Incitations et zones économiques spéciales
L’Arabie saoudite a développé une boîte à outils d’incitations complète pour attirer l’investissement étranger. Les zones économiques spéciales de Riyad, Djeddah, Ras Al-Khair et Jazan offrent des taux d’impôt sur les sociétés compétitifs, des exemptions de droits de douane et des cadres réglementaires simplifiés. King Abdullah Economic City et d’autres villes industrielles fournissent des infrastructures dédiées avec des conditions de location compétitives.
Les incitations sectorielles incluent subventions de formation via le Human Resources Development Fund, incitations fiscales à la recherche-développement, facilités de crédit à l’export et accès préférentiel aux marchés publics pour les fabricants locaux. Les incitations Regional Headquarters (RHQ) ciblent les multinationales envisageant l’Arabie saoudite comme hub moyen-oriental, avec congés fiscaux et structures de frais publics réduites.
Évaluation du climat d’investissement
Le climat d’investissement saoudien s’est amélioré matériellement sur plusieurs dimensions.
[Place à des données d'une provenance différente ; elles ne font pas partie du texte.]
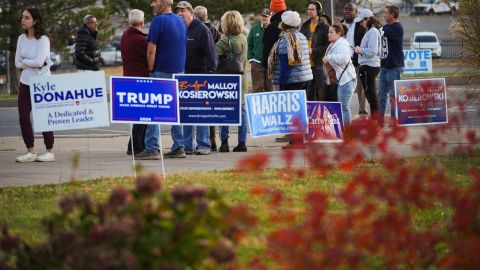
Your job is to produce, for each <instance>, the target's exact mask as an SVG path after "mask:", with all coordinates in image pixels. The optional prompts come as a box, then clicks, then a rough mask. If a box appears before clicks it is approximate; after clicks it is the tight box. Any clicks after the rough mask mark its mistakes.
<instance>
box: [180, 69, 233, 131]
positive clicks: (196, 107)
mask: <svg viewBox="0 0 480 270" xmlns="http://www.w3.org/2000/svg"><path fill="white" fill-rule="evenodd" d="M174 78H175V79H177V80H178V89H179V97H180V123H181V124H188V125H196V126H211V125H222V126H239V125H240V123H241V111H240V106H241V99H242V90H241V89H242V80H241V76H240V75H218V74H175V75H174Z"/></svg>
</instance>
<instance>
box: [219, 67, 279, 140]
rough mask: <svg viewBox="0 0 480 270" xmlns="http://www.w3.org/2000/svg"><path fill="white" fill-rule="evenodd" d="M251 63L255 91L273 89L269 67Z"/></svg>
mask: <svg viewBox="0 0 480 270" xmlns="http://www.w3.org/2000/svg"><path fill="white" fill-rule="evenodd" d="M250 65H251V67H252V69H251V73H252V90H253V93H259V92H270V91H272V81H271V80H269V79H268V76H267V69H266V68H265V67H264V66H263V65H262V64H259V63H255V62H250ZM210 133H211V132H210Z"/></svg>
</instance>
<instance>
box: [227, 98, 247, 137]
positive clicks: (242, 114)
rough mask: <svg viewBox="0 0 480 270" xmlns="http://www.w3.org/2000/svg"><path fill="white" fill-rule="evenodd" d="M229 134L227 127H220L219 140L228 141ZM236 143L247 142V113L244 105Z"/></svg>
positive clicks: (242, 108) (228, 131) (229, 132)
mask: <svg viewBox="0 0 480 270" xmlns="http://www.w3.org/2000/svg"><path fill="white" fill-rule="evenodd" d="M229 133H230V130H229V126H221V127H220V139H221V140H222V141H225V140H228V138H229V136H228V134H229ZM238 142H239V143H240V142H243V143H246V142H247V111H246V110H245V104H244V105H242V123H241V125H240V126H239V127H238Z"/></svg>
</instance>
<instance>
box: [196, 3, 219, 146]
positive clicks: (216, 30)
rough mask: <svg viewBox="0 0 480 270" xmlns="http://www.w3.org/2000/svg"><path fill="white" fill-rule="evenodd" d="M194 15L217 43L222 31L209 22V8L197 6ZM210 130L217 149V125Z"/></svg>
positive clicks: (212, 143) (214, 145) (215, 145)
mask: <svg viewBox="0 0 480 270" xmlns="http://www.w3.org/2000/svg"><path fill="white" fill-rule="evenodd" d="M193 15H194V16H195V17H196V18H197V19H199V20H200V21H202V22H203V23H204V24H205V25H206V26H207V27H208V30H210V33H212V37H213V42H214V43H215V44H217V42H218V41H219V40H220V38H221V36H222V34H220V32H219V31H218V30H217V29H215V27H213V26H212V25H211V24H210V23H209V22H208V10H207V8H206V7H204V6H196V7H195V8H194V9H193ZM209 130H210V143H211V147H210V149H211V150H212V151H217V143H216V141H215V126H210V127H209Z"/></svg>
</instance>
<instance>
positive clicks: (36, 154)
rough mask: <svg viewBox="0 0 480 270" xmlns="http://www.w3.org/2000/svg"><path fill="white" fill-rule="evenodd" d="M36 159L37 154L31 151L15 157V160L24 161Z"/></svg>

L’environnement réglementaire est plus transparent et prévisible qu’à tout autre moment de l’histoire du Royaume. La qualité des infrastructures, connectivité numérique, transport et services publics, répond aux standards internationaux. Le cadre juridique de résolution des litiges commerciaux a été modernisé par la création de juridictions commerciales spécialisées et la reconnaissance de l’arbitrage international.
Des défis persistent : vitesse d’exécution bureaucratique au niveau opérationnel, flexibilité du marché du travail, cohérence de l’application de la propriété intellectuelle et maturation de l’écosystème d’affaires élargi, y compris chaînes d’approvisionnement et services professionnels. La trajectoire d’amélioration est toutefois claire, et l’échelle des opportunités du marché saoudien offre une dynamique risque-rendement attractive aux investisseurs stratégiques.
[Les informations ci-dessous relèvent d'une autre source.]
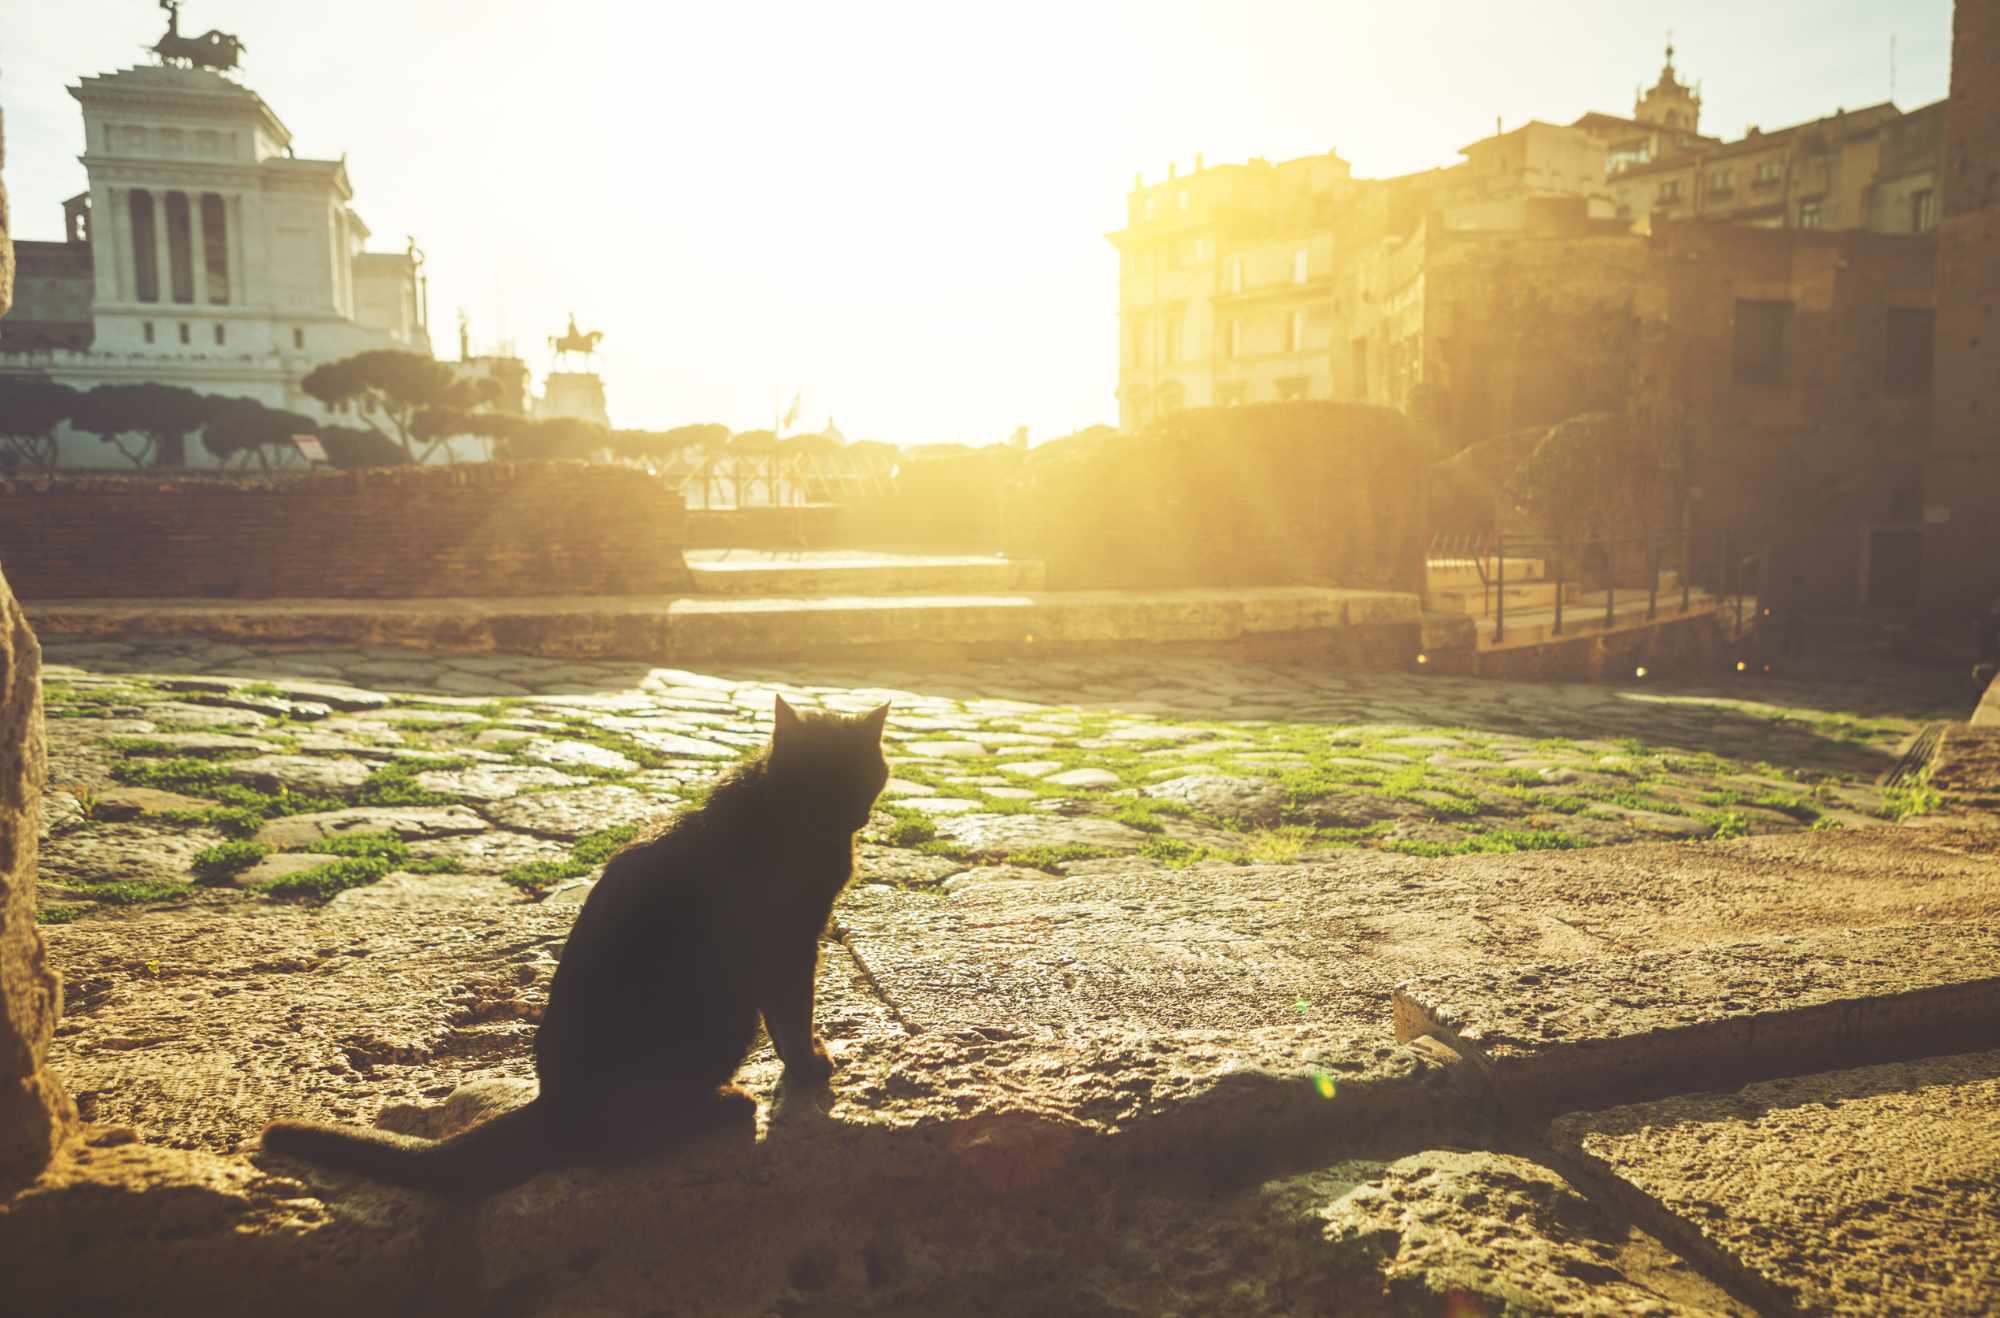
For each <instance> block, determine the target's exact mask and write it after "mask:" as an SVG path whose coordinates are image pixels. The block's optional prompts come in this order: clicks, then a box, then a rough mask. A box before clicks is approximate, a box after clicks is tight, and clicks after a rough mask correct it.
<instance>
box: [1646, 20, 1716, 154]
mask: <svg viewBox="0 0 2000 1318" xmlns="http://www.w3.org/2000/svg"><path fill="white" fill-rule="evenodd" d="M1632 118H1636V120H1638V122H1642V124H1654V126H1658V128H1670V130H1676V132H1686V134H1690V136H1692V134H1696V132H1700V120H1702V96H1700V92H1698V90H1696V88H1692V86H1688V84H1686V82H1682V80H1680V78H1678V76H1676V74H1674V38H1672V36H1668V40H1666V64H1664V66H1662V68H1660V80H1658V82H1654V84H1652V88H1650V90H1644V92H1640V94H1638V98H1636V100H1634V104H1632Z"/></svg>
Protection des investisseurs
L’Arabie saoudite a conclu des traités bilatéraux d’investissement avec de nombreux pays et est signataire de la convention du Centre international pour le règlement des différends relatifs aux investissements (CIRDI). Le système juridique saoudien protège les actifs détenus par des étrangers, et les réformes récentes ont renforcé les capacités des tribunaux commerciaux et l’exécution des obligations contractuelles. Les options de résolution incluent tribunaux commerciaux saoudiens, Saudi Centre for Commercial Arbitration et arbitrage international pour les litiges couverts par des traités bilatéraux.